Remember the golden rule: treat others the way you wish to be treated. If you wouldn't want to be treated the way you're treating someone with dementia, then you probably need to revise your approach. 

Keep it simple

Consider for a moment how fast you have to think to participate in ordinary conversation. You have to process what the other person is saying and assimilate a reply, often quickly. For someone with dementia, these tasks are very difficult.

When you're speaking to him or her, keep your approach simple. Provide one piece of information or one instruction at a time and wait for a response before proceeding to the next one. In many ways, it may seem as if you are dealing with a small child: you need to give the person time to process the first thing that you've said instead of confusing him or her with too many instructions, too quickly.

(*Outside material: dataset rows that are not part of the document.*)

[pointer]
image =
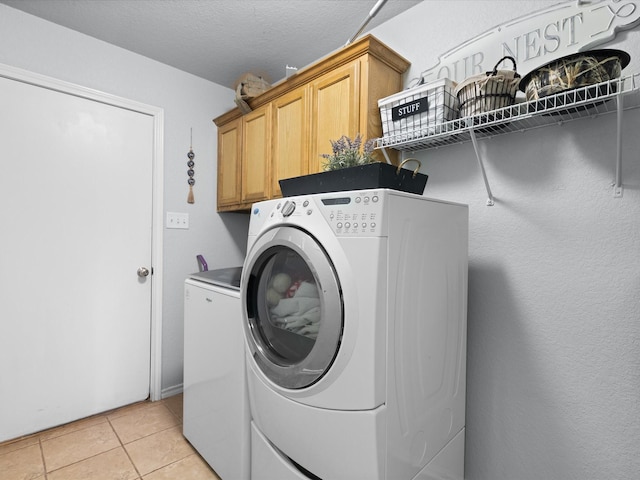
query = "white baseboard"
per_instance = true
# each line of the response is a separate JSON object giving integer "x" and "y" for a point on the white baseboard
{"x": 171, "y": 391}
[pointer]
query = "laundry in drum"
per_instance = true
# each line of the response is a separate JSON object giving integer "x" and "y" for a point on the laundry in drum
{"x": 294, "y": 304}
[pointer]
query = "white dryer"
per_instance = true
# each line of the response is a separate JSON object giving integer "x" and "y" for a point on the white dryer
{"x": 354, "y": 307}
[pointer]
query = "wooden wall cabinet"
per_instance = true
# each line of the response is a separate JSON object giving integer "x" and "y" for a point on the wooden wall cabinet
{"x": 292, "y": 123}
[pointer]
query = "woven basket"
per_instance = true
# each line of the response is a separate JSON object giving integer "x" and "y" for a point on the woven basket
{"x": 488, "y": 91}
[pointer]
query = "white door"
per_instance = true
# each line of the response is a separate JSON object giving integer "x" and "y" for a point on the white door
{"x": 76, "y": 215}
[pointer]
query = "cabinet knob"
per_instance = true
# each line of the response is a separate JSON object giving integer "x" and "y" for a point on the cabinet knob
{"x": 143, "y": 272}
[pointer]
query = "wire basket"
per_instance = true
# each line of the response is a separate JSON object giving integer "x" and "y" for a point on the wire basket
{"x": 488, "y": 91}
{"x": 416, "y": 112}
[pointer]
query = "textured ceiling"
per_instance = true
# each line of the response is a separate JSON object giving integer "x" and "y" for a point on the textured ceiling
{"x": 219, "y": 39}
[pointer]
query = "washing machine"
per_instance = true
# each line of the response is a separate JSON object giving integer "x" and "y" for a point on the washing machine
{"x": 354, "y": 312}
{"x": 216, "y": 404}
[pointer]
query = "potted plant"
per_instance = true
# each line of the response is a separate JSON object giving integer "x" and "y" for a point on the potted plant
{"x": 351, "y": 166}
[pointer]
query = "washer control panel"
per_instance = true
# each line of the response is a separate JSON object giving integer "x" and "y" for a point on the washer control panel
{"x": 353, "y": 213}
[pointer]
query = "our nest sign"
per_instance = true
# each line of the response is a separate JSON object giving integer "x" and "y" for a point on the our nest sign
{"x": 538, "y": 38}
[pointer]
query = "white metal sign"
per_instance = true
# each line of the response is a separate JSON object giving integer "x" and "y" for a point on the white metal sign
{"x": 538, "y": 38}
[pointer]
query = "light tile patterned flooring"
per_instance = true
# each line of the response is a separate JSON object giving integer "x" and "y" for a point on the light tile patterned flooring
{"x": 140, "y": 441}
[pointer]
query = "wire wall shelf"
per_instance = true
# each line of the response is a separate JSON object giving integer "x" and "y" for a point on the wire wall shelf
{"x": 590, "y": 101}
{"x": 584, "y": 102}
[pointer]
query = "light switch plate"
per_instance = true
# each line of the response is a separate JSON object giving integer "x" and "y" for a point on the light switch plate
{"x": 177, "y": 220}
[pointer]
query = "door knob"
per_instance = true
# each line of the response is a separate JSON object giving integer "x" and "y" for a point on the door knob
{"x": 143, "y": 272}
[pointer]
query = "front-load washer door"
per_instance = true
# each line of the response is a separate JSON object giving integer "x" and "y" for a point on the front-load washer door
{"x": 292, "y": 306}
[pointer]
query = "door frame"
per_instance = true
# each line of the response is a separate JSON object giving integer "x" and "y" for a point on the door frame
{"x": 25, "y": 76}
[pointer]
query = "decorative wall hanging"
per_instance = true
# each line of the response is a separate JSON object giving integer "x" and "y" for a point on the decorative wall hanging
{"x": 191, "y": 172}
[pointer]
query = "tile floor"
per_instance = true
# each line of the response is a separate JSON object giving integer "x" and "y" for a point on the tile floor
{"x": 140, "y": 441}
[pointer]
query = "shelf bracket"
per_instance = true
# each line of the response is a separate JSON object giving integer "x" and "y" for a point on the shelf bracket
{"x": 617, "y": 186}
{"x": 474, "y": 140}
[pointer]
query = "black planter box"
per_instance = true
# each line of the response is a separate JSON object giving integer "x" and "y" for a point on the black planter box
{"x": 372, "y": 175}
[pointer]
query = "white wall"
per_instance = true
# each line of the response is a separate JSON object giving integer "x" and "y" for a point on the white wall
{"x": 33, "y": 44}
{"x": 554, "y": 310}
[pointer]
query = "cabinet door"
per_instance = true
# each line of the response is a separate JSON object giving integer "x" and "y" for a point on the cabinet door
{"x": 290, "y": 137}
{"x": 256, "y": 155}
{"x": 335, "y": 110}
{"x": 229, "y": 158}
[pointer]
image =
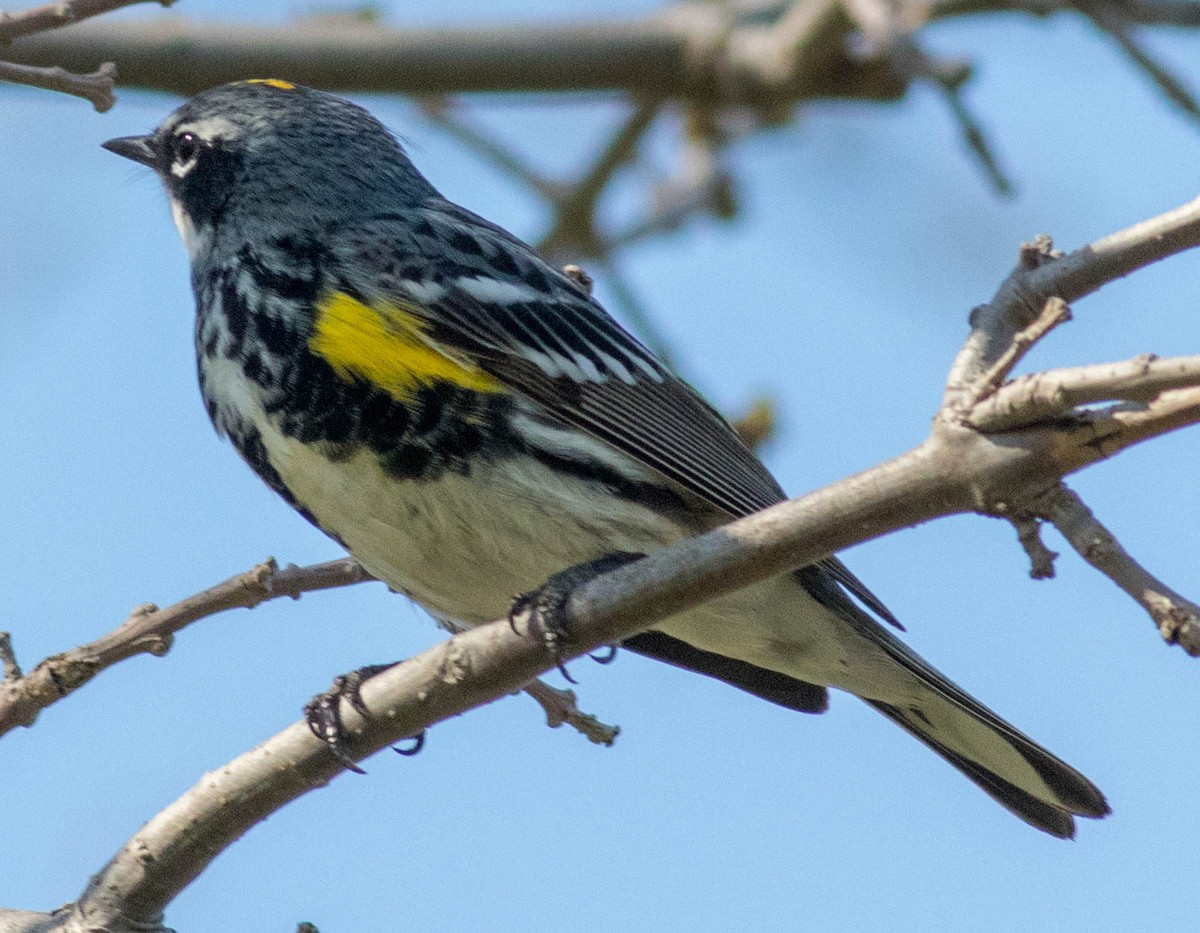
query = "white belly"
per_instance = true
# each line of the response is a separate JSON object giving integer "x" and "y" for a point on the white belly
{"x": 465, "y": 546}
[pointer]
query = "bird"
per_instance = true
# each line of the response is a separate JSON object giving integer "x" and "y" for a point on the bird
{"x": 469, "y": 422}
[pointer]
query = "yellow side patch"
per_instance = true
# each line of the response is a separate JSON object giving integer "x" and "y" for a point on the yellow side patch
{"x": 388, "y": 348}
{"x": 273, "y": 83}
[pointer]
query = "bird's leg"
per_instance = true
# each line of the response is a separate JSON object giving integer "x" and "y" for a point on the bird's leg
{"x": 545, "y": 608}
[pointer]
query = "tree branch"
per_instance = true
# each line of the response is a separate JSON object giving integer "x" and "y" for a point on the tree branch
{"x": 1177, "y": 618}
{"x": 97, "y": 88}
{"x": 54, "y": 16}
{"x": 149, "y": 631}
{"x": 957, "y": 469}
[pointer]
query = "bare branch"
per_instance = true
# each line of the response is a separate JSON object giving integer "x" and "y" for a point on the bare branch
{"x": 97, "y": 88}
{"x": 958, "y": 469}
{"x": 1043, "y": 396}
{"x": 1177, "y": 619}
{"x": 1029, "y": 533}
{"x": 54, "y": 16}
{"x": 559, "y": 708}
{"x": 1054, "y": 312}
{"x": 1113, "y": 18}
{"x": 149, "y": 630}
{"x": 1042, "y": 274}
{"x": 9, "y": 658}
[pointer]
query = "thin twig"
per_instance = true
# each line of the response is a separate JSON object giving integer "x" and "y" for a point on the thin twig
{"x": 1039, "y": 397}
{"x": 55, "y": 16}
{"x": 1177, "y": 618}
{"x": 955, "y": 470}
{"x": 97, "y": 88}
{"x": 1029, "y": 533}
{"x": 559, "y": 708}
{"x": 1113, "y": 18}
{"x": 9, "y": 658}
{"x": 1054, "y": 312}
{"x": 1042, "y": 272}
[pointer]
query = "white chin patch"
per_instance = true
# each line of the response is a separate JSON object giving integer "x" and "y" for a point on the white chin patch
{"x": 195, "y": 241}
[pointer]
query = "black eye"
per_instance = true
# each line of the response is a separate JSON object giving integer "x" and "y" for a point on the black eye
{"x": 186, "y": 148}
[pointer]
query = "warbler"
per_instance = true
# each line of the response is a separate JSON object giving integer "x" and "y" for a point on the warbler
{"x": 468, "y": 421}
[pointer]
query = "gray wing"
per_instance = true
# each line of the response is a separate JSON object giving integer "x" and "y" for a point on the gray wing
{"x": 483, "y": 293}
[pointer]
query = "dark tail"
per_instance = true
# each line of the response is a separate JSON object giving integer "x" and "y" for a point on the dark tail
{"x": 1072, "y": 793}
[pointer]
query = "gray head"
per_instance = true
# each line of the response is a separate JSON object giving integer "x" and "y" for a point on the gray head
{"x": 267, "y": 150}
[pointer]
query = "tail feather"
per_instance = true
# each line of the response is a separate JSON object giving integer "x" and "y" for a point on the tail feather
{"x": 996, "y": 756}
{"x": 768, "y": 685}
{"x": 1019, "y": 774}
{"x": 1056, "y": 819}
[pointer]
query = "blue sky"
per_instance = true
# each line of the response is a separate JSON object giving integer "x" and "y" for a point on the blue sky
{"x": 841, "y": 290}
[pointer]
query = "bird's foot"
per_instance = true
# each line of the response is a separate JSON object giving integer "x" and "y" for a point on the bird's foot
{"x": 323, "y": 714}
{"x": 545, "y": 609}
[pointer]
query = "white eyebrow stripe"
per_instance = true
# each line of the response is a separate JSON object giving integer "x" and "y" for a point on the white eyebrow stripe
{"x": 426, "y": 292}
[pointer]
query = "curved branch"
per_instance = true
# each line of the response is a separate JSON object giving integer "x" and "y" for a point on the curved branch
{"x": 958, "y": 469}
{"x": 149, "y": 631}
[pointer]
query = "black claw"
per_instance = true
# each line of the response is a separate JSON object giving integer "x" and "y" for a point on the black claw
{"x": 549, "y": 618}
{"x": 323, "y": 712}
{"x": 414, "y": 748}
{"x": 606, "y": 658}
{"x": 567, "y": 674}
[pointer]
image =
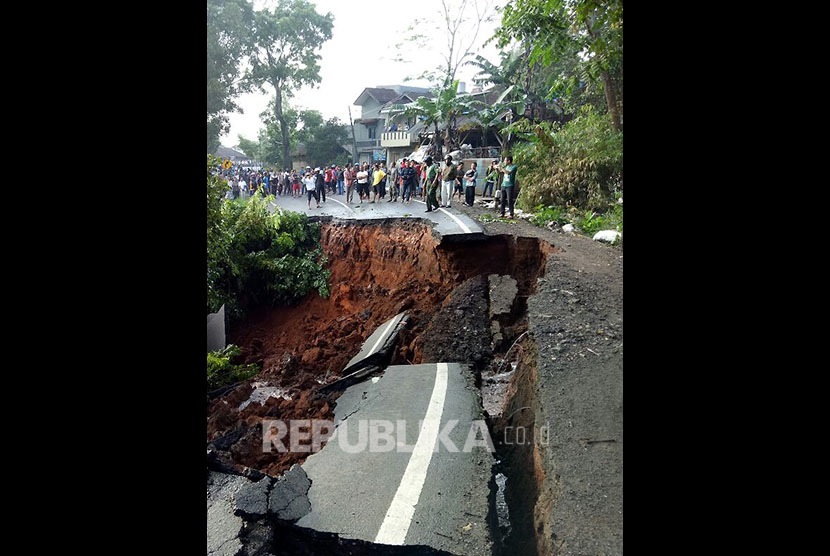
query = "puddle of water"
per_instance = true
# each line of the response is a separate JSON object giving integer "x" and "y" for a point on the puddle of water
{"x": 262, "y": 392}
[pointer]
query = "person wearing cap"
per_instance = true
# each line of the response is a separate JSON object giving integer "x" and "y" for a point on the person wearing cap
{"x": 393, "y": 183}
{"x": 408, "y": 176}
{"x": 508, "y": 185}
{"x": 348, "y": 179}
{"x": 321, "y": 185}
{"x": 448, "y": 175}
{"x": 362, "y": 179}
{"x": 431, "y": 184}
{"x": 310, "y": 183}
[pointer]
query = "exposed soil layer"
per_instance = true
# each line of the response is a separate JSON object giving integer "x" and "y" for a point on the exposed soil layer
{"x": 377, "y": 272}
{"x": 550, "y": 366}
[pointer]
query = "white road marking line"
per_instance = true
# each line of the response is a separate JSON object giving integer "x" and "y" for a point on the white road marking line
{"x": 381, "y": 337}
{"x": 399, "y": 515}
{"x": 457, "y": 221}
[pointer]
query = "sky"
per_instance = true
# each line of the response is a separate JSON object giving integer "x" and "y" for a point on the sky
{"x": 362, "y": 53}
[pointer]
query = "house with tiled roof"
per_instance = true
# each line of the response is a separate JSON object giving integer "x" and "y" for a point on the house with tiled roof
{"x": 373, "y": 141}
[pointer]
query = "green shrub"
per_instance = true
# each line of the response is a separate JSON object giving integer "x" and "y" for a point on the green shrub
{"x": 259, "y": 258}
{"x": 221, "y": 371}
{"x": 578, "y": 164}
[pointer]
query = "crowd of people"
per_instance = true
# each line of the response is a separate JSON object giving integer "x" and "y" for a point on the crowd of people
{"x": 437, "y": 185}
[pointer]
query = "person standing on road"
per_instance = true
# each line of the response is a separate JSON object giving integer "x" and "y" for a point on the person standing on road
{"x": 508, "y": 185}
{"x": 448, "y": 175}
{"x": 321, "y": 185}
{"x": 348, "y": 178}
{"x": 470, "y": 179}
{"x": 392, "y": 180}
{"x": 377, "y": 176}
{"x": 362, "y": 180}
{"x": 459, "y": 181}
{"x": 490, "y": 179}
{"x": 431, "y": 184}
{"x": 310, "y": 182}
{"x": 408, "y": 176}
{"x": 340, "y": 179}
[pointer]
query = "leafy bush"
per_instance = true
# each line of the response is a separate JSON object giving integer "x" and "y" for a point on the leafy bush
{"x": 578, "y": 164}
{"x": 256, "y": 257}
{"x": 221, "y": 371}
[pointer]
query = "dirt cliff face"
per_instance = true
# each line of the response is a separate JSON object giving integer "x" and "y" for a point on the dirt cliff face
{"x": 378, "y": 270}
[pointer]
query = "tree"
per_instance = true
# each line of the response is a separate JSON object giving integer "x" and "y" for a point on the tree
{"x": 488, "y": 116}
{"x": 587, "y": 34}
{"x": 444, "y": 108}
{"x": 284, "y": 46}
{"x": 462, "y": 20}
{"x": 227, "y": 24}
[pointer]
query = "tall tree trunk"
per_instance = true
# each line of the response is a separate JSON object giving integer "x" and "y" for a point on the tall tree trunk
{"x": 611, "y": 100}
{"x": 286, "y": 136}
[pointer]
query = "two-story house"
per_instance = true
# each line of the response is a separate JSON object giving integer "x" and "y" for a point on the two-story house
{"x": 377, "y": 140}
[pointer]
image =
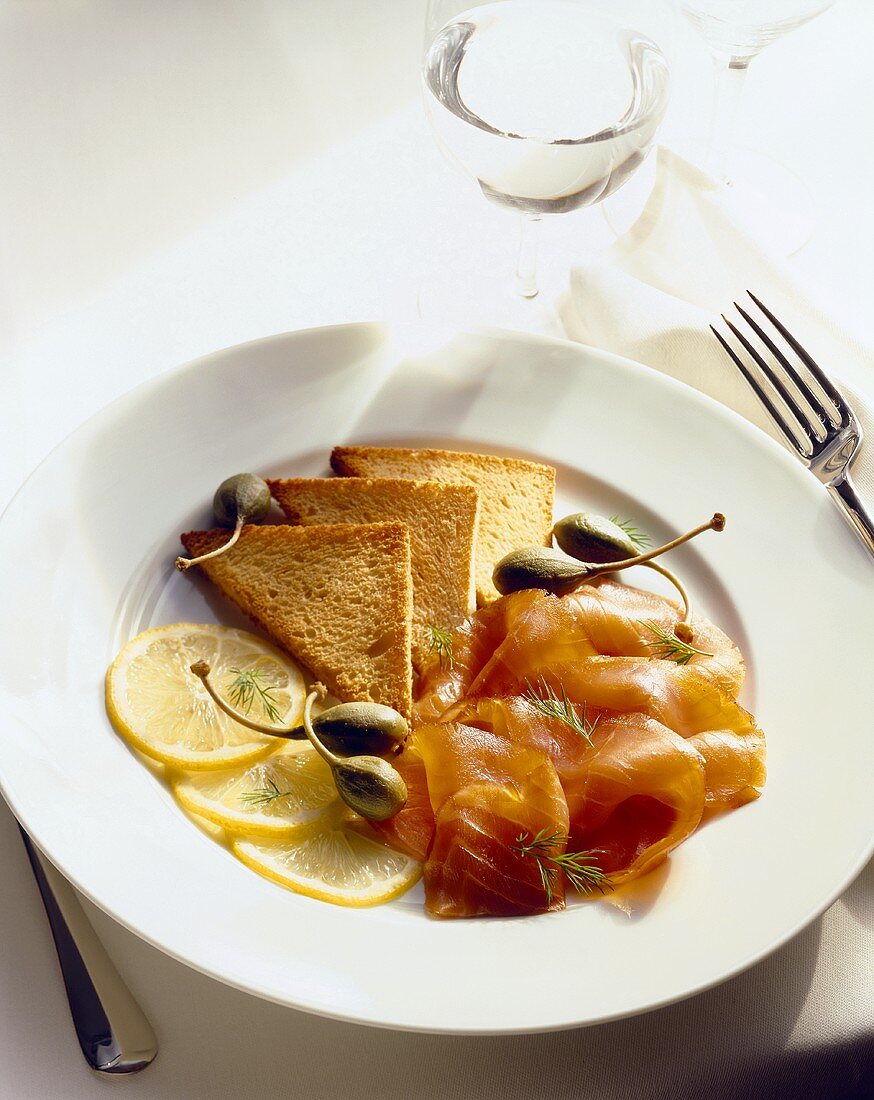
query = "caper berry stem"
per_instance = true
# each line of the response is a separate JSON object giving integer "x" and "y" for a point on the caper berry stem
{"x": 291, "y": 733}
{"x": 676, "y": 582}
{"x": 330, "y": 758}
{"x": 716, "y": 524}
{"x": 184, "y": 563}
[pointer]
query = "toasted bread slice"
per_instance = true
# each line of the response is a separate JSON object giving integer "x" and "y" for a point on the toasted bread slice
{"x": 515, "y": 496}
{"x": 338, "y": 597}
{"x": 442, "y": 520}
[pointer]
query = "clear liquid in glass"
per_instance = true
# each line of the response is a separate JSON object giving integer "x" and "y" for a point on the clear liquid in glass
{"x": 549, "y": 106}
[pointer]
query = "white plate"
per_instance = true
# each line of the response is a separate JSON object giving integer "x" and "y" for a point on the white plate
{"x": 86, "y": 561}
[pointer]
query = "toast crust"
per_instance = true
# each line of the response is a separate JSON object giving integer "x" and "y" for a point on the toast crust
{"x": 442, "y": 520}
{"x": 516, "y": 495}
{"x": 338, "y": 597}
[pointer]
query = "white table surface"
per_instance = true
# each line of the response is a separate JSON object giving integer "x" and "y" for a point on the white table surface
{"x": 178, "y": 177}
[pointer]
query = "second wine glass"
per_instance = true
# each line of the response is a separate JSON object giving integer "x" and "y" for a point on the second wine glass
{"x": 548, "y": 105}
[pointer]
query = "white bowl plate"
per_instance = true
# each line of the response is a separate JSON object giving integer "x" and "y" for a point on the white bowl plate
{"x": 86, "y": 562}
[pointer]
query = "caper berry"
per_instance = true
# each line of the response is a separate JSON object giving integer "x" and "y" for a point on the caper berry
{"x": 371, "y": 787}
{"x": 538, "y": 568}
{"x": 594, "y": 538}
{"x": 244, "y": 495}
{"x": 355, "y": 728}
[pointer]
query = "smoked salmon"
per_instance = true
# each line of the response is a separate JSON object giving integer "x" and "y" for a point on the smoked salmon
{"x": 568, "y": 718}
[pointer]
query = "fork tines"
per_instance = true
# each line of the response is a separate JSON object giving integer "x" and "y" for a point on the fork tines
{"x": 807, "y": 402}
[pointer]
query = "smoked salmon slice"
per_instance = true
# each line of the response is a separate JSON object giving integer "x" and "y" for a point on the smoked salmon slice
{"x": 488, "y": 796}
{"x": 656, "y": 744}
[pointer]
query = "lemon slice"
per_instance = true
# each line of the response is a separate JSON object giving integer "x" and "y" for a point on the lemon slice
{"x": 273, "y": 798}
{"x": 157, "y": 704}
{"x": 333, "y": 862}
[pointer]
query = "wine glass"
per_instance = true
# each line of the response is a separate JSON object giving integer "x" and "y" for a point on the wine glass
{"x": 549, "y": 106}
{"x": 737, "y": 31}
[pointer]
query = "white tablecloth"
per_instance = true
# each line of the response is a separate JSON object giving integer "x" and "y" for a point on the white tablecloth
{"x": 181, "y": 177}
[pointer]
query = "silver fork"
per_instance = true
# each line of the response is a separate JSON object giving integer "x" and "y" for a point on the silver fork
{"x": 819, "y": 426}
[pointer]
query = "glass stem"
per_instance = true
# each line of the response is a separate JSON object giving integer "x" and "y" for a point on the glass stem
{"x": 723, "y": 128}
{"x": 527, "y": 265}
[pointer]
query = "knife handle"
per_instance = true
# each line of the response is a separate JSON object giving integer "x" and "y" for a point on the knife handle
{"x": 113, "y": 1034}
{"x": 844, "y": 495}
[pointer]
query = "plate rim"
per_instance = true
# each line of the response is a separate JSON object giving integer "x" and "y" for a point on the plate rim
{"x": 165, "y": 378}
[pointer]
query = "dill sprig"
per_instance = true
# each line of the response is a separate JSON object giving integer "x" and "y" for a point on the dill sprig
{"x": 440, "y": 642}
{"x": 672, "y": 648}
{"x": 641, "y": 539}
{"x": 247, "y": 686}
{"x": 544, "y": 697}
{"x": 263, "y": 795}
{"x": 578, "y": 867}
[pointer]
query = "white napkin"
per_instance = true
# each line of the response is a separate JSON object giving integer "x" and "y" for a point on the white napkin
{"x": 652, "y": 295}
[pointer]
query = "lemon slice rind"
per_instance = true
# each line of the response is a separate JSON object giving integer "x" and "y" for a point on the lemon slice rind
{"x": 156, "y": 704}
{"x": 245, "y": 801}
{"x": 333, "y": 864}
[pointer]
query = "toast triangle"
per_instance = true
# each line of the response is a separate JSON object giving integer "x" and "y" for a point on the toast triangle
{"x": 338, "y": 597}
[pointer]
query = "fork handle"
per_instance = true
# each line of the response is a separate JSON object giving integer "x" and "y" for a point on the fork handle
{"x": 113, "y": 1034}
{"x": 844, "y": 495}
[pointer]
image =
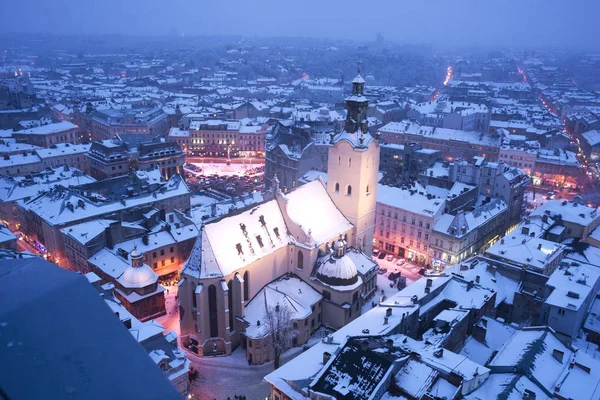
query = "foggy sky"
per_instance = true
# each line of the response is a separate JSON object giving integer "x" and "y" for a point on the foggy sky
{"x": 525, "y": 23}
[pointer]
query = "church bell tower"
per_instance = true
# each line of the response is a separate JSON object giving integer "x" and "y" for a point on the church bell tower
{"x": 353, "y": 169}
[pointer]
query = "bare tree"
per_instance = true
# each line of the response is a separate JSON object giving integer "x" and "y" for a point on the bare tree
{"x": 280, "y": 330}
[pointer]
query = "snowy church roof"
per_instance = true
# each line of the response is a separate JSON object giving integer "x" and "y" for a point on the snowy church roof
{"x": 237, "y": 240}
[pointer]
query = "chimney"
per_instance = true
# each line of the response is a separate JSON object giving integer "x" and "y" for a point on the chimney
{"x": 558, "y": 355}
{"x": 479, "y": 332}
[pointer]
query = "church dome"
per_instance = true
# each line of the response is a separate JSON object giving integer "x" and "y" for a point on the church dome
{"x": 338, "y": 271}
{"x": 138, "y": 277}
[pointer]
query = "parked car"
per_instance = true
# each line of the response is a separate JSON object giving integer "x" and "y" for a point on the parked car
{"x": 401, "y": 284}
{"x": 394, "y": 275}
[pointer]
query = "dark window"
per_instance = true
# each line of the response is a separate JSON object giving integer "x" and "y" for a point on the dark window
{"x": 194, "y": 301}
{"x": 212, "y": 311}
{"x": 230, "y": 299}
{"x": 246, "y": 285}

This doesn't mean, however, that you should talk down to a person with dementia or use “baby talk.” He or she still is perfectly capable of understanding you; he or she just needs a little extra time to process what you've said. The individual might not be able to answer you clearly, but people with dementia are aware if you lack regard for them.

Remain neutral

Individuals with dementia often experience a strong sense of frustration or anger regarding their inability to express themselves or to follow what you're saying. They may say things that don't entirely make sense to you but that make perfect sense in their world. Instead of reacting strongly to these moments, remain neutral. Your lack of negative emotional response will help keep the person with dementia calm.

This neutrality often extends to your nonverbal communication. Avoid gestures or facial expressions that indicate negativity, anger or outrage. Be conscious of what gestures you're using. Although making a positive gesture — such as outstretching a hand to indicate that a person should follow you, pointing to an object you'd like him or her to pick up, or outlining sizes or shapes to help describe something — can help improve negative communication, negative ones will destroy the rapport you're attempting to build.

Remember, individuals with dementia are people. They have feelings every bit as intense as yours — perhaps more so because of the way they are trapped within their own minds. Treating them with respect and dignity might take a little bit more time and effort on your part, but it's the type of effort that should be extended to every resident in your care.

Ben Mandelbaum is chief operating officer of LTC Consulting Services and Senior Planning Services, with offices in New Jersey, New York, Pennsylvania and Connecticut.